My motivation for this is to write some Z80 Assembly code to sort the TI-83+ series' Variable Allocation Table (VAT), but I am also interested in this as a general problem.
The part of the VAT that I want to sort is arranged in contiguous memory with each element comprised of some fixed-size data, followed by a size byte for the name, then the name. To complicate matters, there are two stacks located on either side of the VAT, offering no wiggle room to safely pad it with allocated RAM.
Ideally, I'd want to use O(1) space as I have ready access to 2 768-byte non-user RAM buffers. I also want to make it fast as it can contain many entries and this is a 6MHz processor (effectively 1MIPS, though-- no instruction pipeline). It's also important to note that each entry is at least 8 bytes and at most 15 bytes.

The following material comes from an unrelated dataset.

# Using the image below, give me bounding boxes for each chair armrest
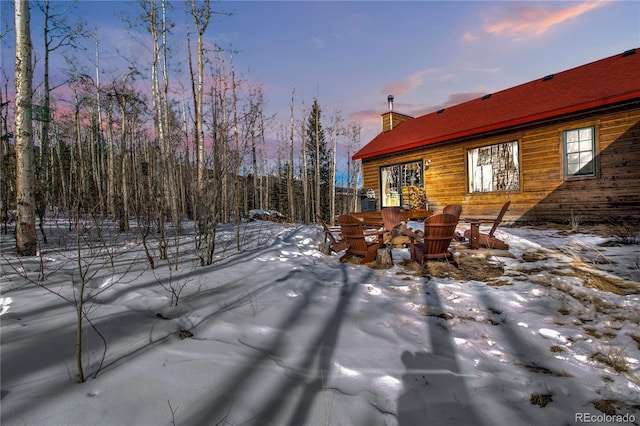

The best approach that I've been able to think up relies on block memory transfers which aren't particularly fast on the Z80. In the past others have implemented an insertion sort algorithm, but it wasn't particularly efficient. As well, while I can (and have) written code to collect into an array and sort the pointers to all of the entries, it requires variable amounts of space, so I have to allocate user RAM which is already in short supply.
I feel like it vaguely reminds me of some combinatorial trick I came across once, but for the life of me, a good solution to this problem has evaded me. Any help would be much appreciated.